Scallops, prawns, snow peas & Tobbiko
See what happens when you treat your kids to good food. Yes I have to cook Scallops, prawns, snow peas & Tobbikofor my Amy. This looks all restaurant like, and her feedback was that it was amazing, just like the restaurant – works for me!!!
I asked Amy this day what would she like for lunch, as I was disappearing to Kallang for the weekly shop and to get ingredients for what she decided upon.
“Daddy I would like the prawns with the little prawns and scallops that we had at Pan Pacific please…” Says Amy.
“HUH!!!” Says I. “Er OK babe, I’ll see what I can do.”
Here is that lunch for Amy, so a single portion. Multiply by number of people for whom you have eating.

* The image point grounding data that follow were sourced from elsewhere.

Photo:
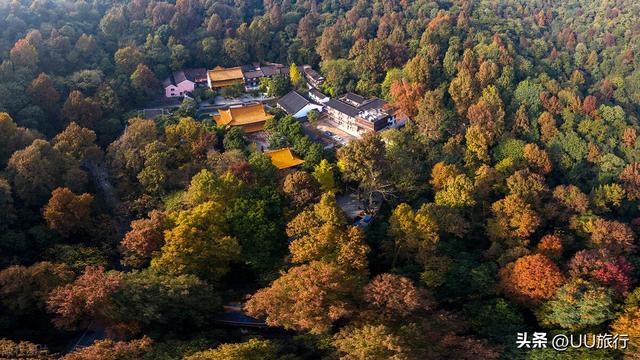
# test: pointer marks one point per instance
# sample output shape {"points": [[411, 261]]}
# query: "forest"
{"points": [[510, 199]]}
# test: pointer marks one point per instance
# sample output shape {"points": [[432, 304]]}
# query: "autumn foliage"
{"points": [[531, 279]]}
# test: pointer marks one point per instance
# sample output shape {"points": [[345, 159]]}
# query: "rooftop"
{"points": [[284, 158], [293, 102], [353, 99], [343, 107], [315, 92], [249, 116], [225, 75]]}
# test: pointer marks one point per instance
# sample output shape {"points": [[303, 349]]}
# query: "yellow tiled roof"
{"points": [[223, 77], [253, 128], [243, 115], [283, 158]]}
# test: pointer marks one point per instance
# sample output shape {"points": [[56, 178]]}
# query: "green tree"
{"points": [[324, 173], [253, 349], [198, 243], [578, 305]]}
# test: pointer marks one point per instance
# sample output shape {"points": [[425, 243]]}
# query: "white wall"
{"points": [[305, 110]]}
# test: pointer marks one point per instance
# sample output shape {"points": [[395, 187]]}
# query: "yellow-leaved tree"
{"points": [[198, 243]]}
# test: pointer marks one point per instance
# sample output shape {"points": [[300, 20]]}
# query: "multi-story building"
{"points": [[250, 117], [184, 81], [356, 115]]}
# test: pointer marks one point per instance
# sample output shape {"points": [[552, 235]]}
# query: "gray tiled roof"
{"points": [[343, 107], [293, 102]]}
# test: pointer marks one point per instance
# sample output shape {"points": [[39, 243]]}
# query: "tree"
{"points": [[125, 153], [88, 298], [531, 279], [296, 77], [68, 213], [364, 161], [340, 76], [77, 143], [12, 137], [145, 82], [36, 171], [301, 188], [253, 349], [7, 211], [235, 139], [24, 54], [127, 59], [375, 342], [26, 289], [145, 237], [158, 158], [570, 197], [577, 305], [537, 159], [278, 85], [406, 97], [630, 178], [43, 93], [332, 244], [110, 349], [392, 297], [307, 297], [432, 115], [628, 321], [324, 173], [418, 70], [326, 211], [198, 243], [604, 268], [513, 217], [23, 350], [415, 235], [153, 300], [85, 111], [550, 246], [456, 192], [613, 235]]}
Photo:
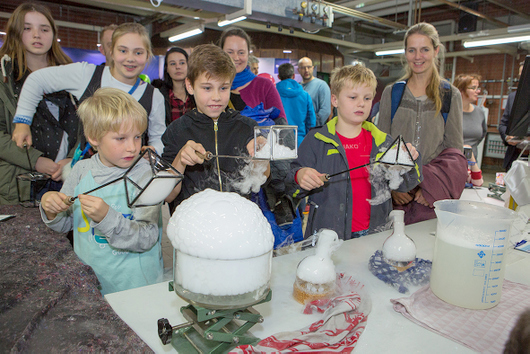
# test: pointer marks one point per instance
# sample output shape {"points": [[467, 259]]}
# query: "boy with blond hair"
{"points": [[209, 127], [121, 244], [347, 141]]}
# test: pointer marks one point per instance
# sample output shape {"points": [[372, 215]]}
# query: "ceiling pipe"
{"points": [[473, 12], [364, 16], [506, 7]]}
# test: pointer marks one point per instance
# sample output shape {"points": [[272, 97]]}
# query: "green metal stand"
{"points": [[211, 331]]}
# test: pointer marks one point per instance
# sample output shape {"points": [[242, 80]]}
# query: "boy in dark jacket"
{"points": [[354, 203], [210, 127]]}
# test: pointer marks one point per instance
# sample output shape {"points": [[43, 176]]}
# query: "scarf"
{"points": [[243, 78]]}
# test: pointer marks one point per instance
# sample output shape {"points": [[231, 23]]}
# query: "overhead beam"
{"points": [[364, 16], [147, 8], [473, 12], [509, 8], [299, 34], [460, 54]]}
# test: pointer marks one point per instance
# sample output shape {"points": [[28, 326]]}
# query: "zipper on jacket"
{"points": [[417, 128], [215, 128]]}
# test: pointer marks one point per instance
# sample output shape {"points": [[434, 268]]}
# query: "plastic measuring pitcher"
{"points": [[468, 261]]}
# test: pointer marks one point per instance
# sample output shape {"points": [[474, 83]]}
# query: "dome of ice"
{"points": [[219, 225]]}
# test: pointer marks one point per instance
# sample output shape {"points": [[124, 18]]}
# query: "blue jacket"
{"points": [[331, 205], [298, 106]]}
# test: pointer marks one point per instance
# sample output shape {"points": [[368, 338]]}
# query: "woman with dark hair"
{"points": [[251, 90], [30, 45], [475, 127], [173, 87]]}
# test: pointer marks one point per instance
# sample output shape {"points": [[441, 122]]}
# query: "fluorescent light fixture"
{"points": [[237, 16], [519, 28], [504, 40], [229, 22], [183, 31], [390, 52]]}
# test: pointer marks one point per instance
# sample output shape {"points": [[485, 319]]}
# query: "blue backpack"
{"points": [[399, 88]]}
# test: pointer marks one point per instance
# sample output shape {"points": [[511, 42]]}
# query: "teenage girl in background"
{"points": [[131, 50], [31, 45], [173, 87]]}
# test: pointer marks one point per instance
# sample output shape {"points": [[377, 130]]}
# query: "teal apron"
{"points": [[116, 269]]}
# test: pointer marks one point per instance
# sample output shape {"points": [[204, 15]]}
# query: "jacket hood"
{"points": [[289, 88], [228, 114]]}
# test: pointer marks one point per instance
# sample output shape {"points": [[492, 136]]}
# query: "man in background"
{"points": [[512, 152], [296, 102], [318, 90], [105, 45], [253, 62]]}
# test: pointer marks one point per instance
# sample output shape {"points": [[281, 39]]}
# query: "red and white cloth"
{"points": [[343, 322], [485, 331]]}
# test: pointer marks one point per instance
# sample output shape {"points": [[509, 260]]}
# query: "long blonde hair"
{"points": [[433, 89], [14, 47]]}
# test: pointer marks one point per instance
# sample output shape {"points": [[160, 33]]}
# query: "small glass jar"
{"points": [[276, 142], [222, 283]]}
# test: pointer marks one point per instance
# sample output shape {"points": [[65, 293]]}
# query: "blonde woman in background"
{"points": [[429, 115]]}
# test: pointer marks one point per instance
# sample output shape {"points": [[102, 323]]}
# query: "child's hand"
{"points": [[413, 152], [145, 148], [187, 156], [93, 207], [53, 203], [419, 198], [22, 134], [309, 178], [401, 198], [58, 175]]}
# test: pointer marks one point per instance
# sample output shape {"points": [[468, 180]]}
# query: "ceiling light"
{"points": [[229, 22], [390, 52], [237, 16], [183, 31], [504, 40]]}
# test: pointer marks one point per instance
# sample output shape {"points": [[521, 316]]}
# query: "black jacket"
{"points": [[233, 134]]}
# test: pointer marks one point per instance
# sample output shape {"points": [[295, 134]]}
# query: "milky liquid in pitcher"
{"points": [[469, 274]]}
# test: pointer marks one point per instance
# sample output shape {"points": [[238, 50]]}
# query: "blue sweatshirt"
{"points": [[298, 106]]}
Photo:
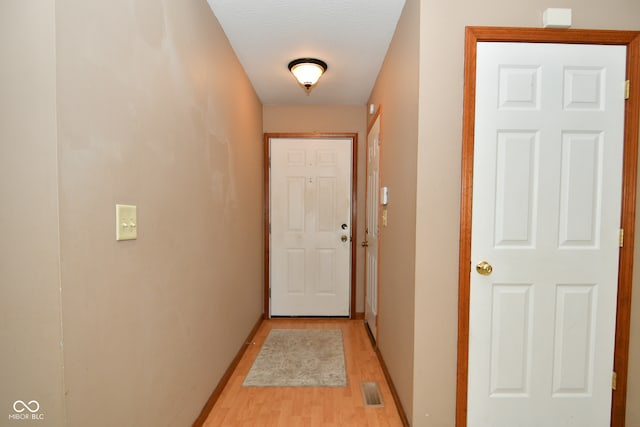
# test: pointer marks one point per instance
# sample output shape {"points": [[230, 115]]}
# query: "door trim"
{"points": [[630, 39], [267, 214], [376, 116]]}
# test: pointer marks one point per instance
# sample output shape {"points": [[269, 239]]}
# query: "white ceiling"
{"points": [[351, 36]]}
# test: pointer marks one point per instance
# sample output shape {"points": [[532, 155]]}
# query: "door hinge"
{"points": [[627, 89], [621, 237]]}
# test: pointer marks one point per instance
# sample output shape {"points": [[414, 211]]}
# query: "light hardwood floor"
{"points": [[308, 406]]}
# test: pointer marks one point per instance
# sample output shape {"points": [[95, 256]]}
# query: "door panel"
{"points": [[310, 207], [546, 216], [372, 249]]}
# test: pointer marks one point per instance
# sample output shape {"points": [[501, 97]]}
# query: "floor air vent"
{"points": [[371, 395]]}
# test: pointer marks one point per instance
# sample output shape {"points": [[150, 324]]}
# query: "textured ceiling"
{"points": [[351, 36]]}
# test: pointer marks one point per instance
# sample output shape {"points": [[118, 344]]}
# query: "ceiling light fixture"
{"points": [[307, 71]]}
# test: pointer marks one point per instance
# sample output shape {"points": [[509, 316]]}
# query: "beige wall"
{"points": [[441, 77], [30, 330], [330, 118], [154, 110], [396, 93]]}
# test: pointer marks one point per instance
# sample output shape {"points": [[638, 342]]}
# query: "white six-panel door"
{"points": [[372, 228], [546, 218], [310, 192]]}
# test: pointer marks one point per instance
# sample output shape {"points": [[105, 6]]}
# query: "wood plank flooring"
{"points": [[240, 406]]}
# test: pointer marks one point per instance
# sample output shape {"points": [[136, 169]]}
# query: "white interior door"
{"points": [[372, 230], [310, 196], [546, 217]]}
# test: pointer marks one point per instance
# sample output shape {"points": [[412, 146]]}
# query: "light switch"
{"points": [[126, 222]]}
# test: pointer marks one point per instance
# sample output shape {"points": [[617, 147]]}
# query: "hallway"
{"points": [[308, 406]]}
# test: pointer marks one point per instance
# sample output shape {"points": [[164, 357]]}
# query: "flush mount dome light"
{"points": [[307, 71]]}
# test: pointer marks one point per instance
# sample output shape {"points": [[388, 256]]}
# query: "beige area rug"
{"points": [[299, 357]]}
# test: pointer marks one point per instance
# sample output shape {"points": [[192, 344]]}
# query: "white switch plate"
{"points": [[126, 222]]}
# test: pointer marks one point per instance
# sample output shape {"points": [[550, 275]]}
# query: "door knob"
{"points": [[484, 268]]}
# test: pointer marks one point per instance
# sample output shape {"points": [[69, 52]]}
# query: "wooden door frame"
{"points": [[267, 214], [630, 39], [376, 116]]}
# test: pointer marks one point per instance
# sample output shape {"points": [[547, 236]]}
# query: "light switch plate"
{"points": [[126, 222]]}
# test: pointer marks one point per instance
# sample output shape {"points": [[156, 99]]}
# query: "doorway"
{"points": [[309, 224], [564, 291], [371, 241]]}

This is my created version of that Pan Pacific experience, my Scallops, prawns, snow peas & Tobbiko;
- 2 fresh scallops;
- 5 fresh prawns, shelled, de-veined (removing the black vein from the back by slicing a small incision all the way down the back of the prawn and pulling the black vein out – this also makes the prawns ‘butterfly’ when cooked);
- 5-6 snow peas cut in to 1/2″ pieces on the diagonal so they look nice;
- 1 finely chopped garlic clove;
- 1/4 handful of dried shrimps or prawns (you get these in a packet in supermarket);
- 2 tablespoons of XO sauce;
- Olive oil;
- Sea salt & cracked black pepper; and
- For serving I used a couple of teaspoons of Tobbiko – Japanese caviar that they use in sushi.
Here we go – how to prepare and cook my Scallops, prawns, snow peas & Tobbiko;
- In to a mixing bowl throw in the scallops, and prawns;
- Drizzle with some oil and a pinch of salt and pepper;
- Mix it up;
- Take a griddle pan and oil it a little. Throw in the scallops and prawns and cook until nicely pink (the prawns) and starting to brown slightly – same for the scallops. This will take literally 2-5 minutes maximum;
- Set these aside off the heat as they will over cook if you leave them in the pan;
- In another pan get the garlic in some oil, and on to the heat, and soften that a little;
- Then in with the snow peas and cook a little while – do not over cook as you want a crunch still to the peas not soft goo;
- Add in the XO sauce, and then the prawns and scallops and stir-fry through for a couple of minutes;
- Quickly get the dried prawns in there to warm through and soak up some juices, and you are finished.
Plate this up in a wee pile, and then spoon some of the Tobbiko (or similar) on top. See the pearls of orange, that be them. That’s it – Scallops, prawns, snow peas & Tobbiko.